The Mikhlin multiplier states the following:
Let $m : \mathbb{R}^{n} \backslash \{0\} \rightarrow \mathbb{C}$ satisfy the following:
$$|\partial^{\alpha}m(\xi)|\leq C_{0}|\xi|^{-|\alpha|}, \forall \alpha \in \mathbb{N}_{0}^{n} \text{ i.e. alpha is a multi-index with } |\alpha| \leq n+2.$$ $$\text{ Then, for all } 1 < p < \infty, \exists B=B(m,n,p) > 0 \text{ such that } ||T_{m}f||_{L^{p}} \leq B||f||_{L^{p}}, \forall f \in \mathcal{S}(\mathbb{R}^{n}).$$
In proving this one considers a partition of unity as follows $\Psi \in C_{c}^{\infty}(\mathbb{R}^{n}),$ with support of $\Psi \subseteq \mathbb{R}^{n} \backslash \{0\}$ and $ \sum_{j=- \infty}^{\infty} \Psi(\frac{x}{2^{j}}) =1 \,\forall x \neq 0$. This can be choosen radial and non-negative.
Then defining $\Psi_{j}(x):= \Psi(\frac{x}{2^{j}})$ for $\Psi$ as above and observing that each $\Psi_{j}$ is supported in a dyadic annulus of size $2^{j}$ and given $j \in \mathbb{Z}, m_{j}(\xi):=\Psi_{j}(\xi)m(\xi)$
How the The Fourier multiplier of the above $m_{j}(\xi)$ is $m_{j}(D)$ How do we obtain $m(D)f = \sum_{j}m_{j}(D)f$ with convergence in $L^{2}$ (I know we have to use Plancherel and the Dominated Convergence Theorem somehow)

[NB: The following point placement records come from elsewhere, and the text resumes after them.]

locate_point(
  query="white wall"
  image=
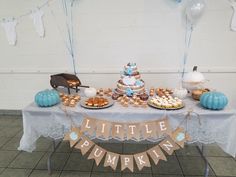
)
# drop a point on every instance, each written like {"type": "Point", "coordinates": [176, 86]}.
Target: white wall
{"type": "Point", "coordinates": [109, 34]}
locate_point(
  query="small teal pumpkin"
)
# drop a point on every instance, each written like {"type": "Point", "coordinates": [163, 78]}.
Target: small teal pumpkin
{"type": "Point", "coordinates": [47, 98]}
{"type": "Point", "coordinates": [213, 100]}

As you mentioned, we can first apply Plancherel's theorem to work in the frequency variable. We now need to show that $$m(\xi) \hat{f}(\xi) = \sum_j m_j(\xi) \hat{f}(\xi).$$ Since $\sum_j m_j(\xi)$ converges to $m(\xi)$ pointwise a.e., it suffices to show that $\sum_j m_j(\xi) \hat{f}(\xi)$ is bounded pointwise by some $L^2$ function. Now, by the decay assumption on $m$, $m \in L^\infty$, so $m(\xi) \hat{f} \in L^2$. Since the $m_j$ are nonnegative and sum to $m$ pointwise, it follows that $$\sum_{j = -N}^N m_j \hat{f} \leq m\hat{f}\qquad \text{a.e.}$$ so since $m\hat{f} \in L^2$, we can conclude.